御師は神官であり、神宮の営業マンであり、大会社の社長であったという話をして来ましたが、
ただの社長ではありません。銀行マンであり証券マンでもあったのです。
前回、御師の格付け表を上げましたが、もう一度それを見て行きましょう。
2.神宮家(荒木田・度会の正禰宜《神宮の神官のトップ》)
3.会合年寄家(宇治) 三方年寄家(山田)
4.町年寄家(山田)・宮司役人・羽書役人(山田)
5.平師職(2・3の家来格←商いをする人もいた)
6.殿原(御師手代←職人・商人の苗字のある人)
7.仲間(職人・商人・農夫の苗字のないもの)
6と7は前回御説明しました。
1はそのままですね。世襲の御師ファミリー。
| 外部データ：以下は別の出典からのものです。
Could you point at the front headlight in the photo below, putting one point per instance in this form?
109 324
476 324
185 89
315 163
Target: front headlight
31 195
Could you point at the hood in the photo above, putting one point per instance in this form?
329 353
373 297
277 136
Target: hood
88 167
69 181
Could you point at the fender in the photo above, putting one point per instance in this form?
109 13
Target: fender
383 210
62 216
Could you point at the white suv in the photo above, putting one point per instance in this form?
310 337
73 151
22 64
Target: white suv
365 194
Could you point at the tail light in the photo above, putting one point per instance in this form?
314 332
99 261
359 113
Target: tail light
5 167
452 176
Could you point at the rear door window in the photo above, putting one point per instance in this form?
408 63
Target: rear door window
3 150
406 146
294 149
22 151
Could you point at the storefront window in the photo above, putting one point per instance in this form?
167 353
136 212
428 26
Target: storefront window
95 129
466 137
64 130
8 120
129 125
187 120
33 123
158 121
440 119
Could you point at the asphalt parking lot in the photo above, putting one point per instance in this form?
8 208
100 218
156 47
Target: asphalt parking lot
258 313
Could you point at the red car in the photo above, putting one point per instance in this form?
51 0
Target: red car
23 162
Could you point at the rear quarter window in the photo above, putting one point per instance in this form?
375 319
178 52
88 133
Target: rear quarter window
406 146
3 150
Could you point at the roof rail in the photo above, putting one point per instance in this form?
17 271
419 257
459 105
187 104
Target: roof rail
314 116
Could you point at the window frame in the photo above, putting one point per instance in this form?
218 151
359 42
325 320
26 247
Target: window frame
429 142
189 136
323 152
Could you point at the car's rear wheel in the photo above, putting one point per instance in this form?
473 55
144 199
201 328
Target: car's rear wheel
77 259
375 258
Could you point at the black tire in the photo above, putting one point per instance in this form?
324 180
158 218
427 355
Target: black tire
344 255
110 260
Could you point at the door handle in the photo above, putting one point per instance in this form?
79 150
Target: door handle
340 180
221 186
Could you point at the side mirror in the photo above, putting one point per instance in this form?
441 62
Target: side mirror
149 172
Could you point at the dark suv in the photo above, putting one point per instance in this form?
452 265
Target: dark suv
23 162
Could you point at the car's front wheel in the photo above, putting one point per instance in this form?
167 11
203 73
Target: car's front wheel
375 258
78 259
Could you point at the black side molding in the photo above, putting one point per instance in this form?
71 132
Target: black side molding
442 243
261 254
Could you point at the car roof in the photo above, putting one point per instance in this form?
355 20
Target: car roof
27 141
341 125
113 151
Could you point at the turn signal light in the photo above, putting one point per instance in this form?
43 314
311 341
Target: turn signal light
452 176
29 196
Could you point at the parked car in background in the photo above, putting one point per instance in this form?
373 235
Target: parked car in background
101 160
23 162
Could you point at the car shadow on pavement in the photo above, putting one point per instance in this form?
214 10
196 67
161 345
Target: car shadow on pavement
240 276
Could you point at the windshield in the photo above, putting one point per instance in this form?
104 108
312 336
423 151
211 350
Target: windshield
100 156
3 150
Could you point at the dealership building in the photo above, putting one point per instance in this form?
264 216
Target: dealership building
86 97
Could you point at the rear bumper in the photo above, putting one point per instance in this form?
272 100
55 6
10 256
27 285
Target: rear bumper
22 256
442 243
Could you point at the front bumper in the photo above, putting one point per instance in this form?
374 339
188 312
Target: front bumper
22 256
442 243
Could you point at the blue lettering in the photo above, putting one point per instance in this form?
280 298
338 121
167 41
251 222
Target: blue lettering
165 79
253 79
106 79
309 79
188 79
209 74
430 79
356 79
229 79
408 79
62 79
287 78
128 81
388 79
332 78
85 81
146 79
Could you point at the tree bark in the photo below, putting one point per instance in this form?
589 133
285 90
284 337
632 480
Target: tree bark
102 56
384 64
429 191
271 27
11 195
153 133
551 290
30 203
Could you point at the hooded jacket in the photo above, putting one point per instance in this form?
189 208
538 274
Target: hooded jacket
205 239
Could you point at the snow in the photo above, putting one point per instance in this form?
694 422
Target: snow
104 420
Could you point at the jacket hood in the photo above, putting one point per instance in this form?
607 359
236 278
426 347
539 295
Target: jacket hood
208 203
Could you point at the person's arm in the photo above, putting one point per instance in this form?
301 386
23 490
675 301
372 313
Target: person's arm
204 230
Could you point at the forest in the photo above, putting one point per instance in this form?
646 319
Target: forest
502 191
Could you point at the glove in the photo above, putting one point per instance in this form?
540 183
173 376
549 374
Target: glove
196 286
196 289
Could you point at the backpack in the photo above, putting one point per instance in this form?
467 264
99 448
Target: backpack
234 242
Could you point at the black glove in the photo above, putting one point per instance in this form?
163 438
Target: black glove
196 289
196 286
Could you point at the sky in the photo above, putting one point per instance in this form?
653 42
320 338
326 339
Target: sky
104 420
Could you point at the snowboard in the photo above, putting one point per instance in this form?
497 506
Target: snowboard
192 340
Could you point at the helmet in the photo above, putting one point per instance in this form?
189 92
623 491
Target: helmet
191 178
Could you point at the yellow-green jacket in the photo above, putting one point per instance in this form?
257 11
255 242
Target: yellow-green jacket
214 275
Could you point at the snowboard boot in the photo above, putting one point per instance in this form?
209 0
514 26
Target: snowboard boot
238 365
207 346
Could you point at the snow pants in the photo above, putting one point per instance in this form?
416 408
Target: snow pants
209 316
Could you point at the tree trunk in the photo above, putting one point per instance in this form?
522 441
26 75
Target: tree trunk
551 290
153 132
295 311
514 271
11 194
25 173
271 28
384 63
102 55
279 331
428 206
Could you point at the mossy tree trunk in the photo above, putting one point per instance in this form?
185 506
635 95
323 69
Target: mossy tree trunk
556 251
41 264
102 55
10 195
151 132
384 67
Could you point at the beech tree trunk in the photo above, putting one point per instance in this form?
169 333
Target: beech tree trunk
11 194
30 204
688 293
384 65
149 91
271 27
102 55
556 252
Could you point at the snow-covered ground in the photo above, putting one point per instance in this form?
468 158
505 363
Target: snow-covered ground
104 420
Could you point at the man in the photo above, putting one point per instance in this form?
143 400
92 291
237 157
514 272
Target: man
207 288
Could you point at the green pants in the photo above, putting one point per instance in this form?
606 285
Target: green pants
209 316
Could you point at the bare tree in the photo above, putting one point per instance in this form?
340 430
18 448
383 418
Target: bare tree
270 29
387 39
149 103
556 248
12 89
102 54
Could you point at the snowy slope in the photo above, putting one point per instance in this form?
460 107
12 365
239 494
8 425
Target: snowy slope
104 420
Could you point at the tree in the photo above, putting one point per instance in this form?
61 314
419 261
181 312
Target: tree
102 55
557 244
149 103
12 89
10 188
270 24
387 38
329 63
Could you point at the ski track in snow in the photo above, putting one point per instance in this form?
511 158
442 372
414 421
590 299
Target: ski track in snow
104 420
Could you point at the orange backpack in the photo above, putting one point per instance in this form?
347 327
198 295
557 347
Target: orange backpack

ゴッドファザーの一家です。
2は神宮の神官のトップです。
3と4の年寄り家は宇治(内宮門前町)山田(外宮門前町)のそれぞれの町の元締めです。
5は、2・3の家来格、2・3という御師会社の社員です。
では、4に出てくる「羽書役人」とは何でしょう?
羽書とは、紙幣の一種です。
「山田羽書」とも呼ばれるこの伊勢の紙幣制度は古く、中世頃からあります。
(こちらについてはまた後日詳しく…)
その紙幣を統括していたのが「葉書役人」です。
逆に、この葉書は御師や手代が発行していたものなのです。
地方銀行頭取のようなものに匹敵しますよね。
葉書は元来、山田に米等を納め、それを銭ではなく葉書で払ってもらっていたものです。
これは約束手形のようなものですね。
ちゃんと為替のように、米何匁でいくら、という相場もありました。
つまり、恩師が為替の動きを監督していたのです。
これはもうミニ東証です。プチ・ダウです。
また、不動産を担保に、この葉書(紙幣・お金)を借り入れる人もいました。
それほどにこの山田の羽書に信用性があり、流通していたということですね。
前回お話しましたが、御師には質屋を営む者がいたのも
こういった流れを組んだものだと推察されます。
御師は葉書の他にも為替手形のようなものを発行していました。
それは、檀那から伊勢到着後に必要な旅費を予め預かっていたものです。
伊勢までの旅費はあまりかからないという話は有名ですよね。
ですが、大金持ちの檀那衆は伊勢到着後に大神楽の初穂料はもちろん、
宿泊費、遊戯代等等沢山のお金を使います。
それを持ち歩くのはあまりにも危険ですし、何より重い!(当時は銭と小判ですから)
そこで、御師は初穂料と共にお預かりして、その証文を渡していたようです。
トラベラーズチェック(懐かしい!)のようなものだと考えても良いかと思います。
御師は元々初穂料の徴収係りでもありましたし、村落専属の信用もありましたから
こういったことが出来たのだと思います。
また逆に、御師の中には
「質物に上総之御道者市原之部七ケ村御入れ」
と、自分の持つ檀那の権利を羽書役人に質入れする者もいました。
檀那が不動産と同じくらいの財産的価値があったことが伺えますし、
羽書がそれだけ浸透していた証でもあります。
そして、その羽書相場を担っていたのですから、
御師の山田や宇治での権限たるや…言うに及ばず、ですよね。
御師たちはこうして、神宮という信仰面だけではなく
参拝客の懐も、門前町の利権も、そして商工人の掌握もし、
一大権力を手中に収めていたのです。
ただ、御師はきちんと町の発展にも治安にも一役も二役も買っていたからこそ
町人もこの御師システムに順応し協力していたのだと思います。
やはり「三方よし」でないと商売は成り立ちませんから…。
今の利権だけ私欲だけで動く企業人や政治化に見習って欲しい!
さて、そんなウハウハの恩師たちにも時代の波がやってきます。
明治4年に御師の制度が廃止されるのです。
次回は、個人としての御師にスポットを当てていきたいと思います。
*歴史的な考証としては嶋田兼次著『伊勢商人』を参考にさせていただきましたが
私独自の考察も多々含まれますことを御了承くださいませ。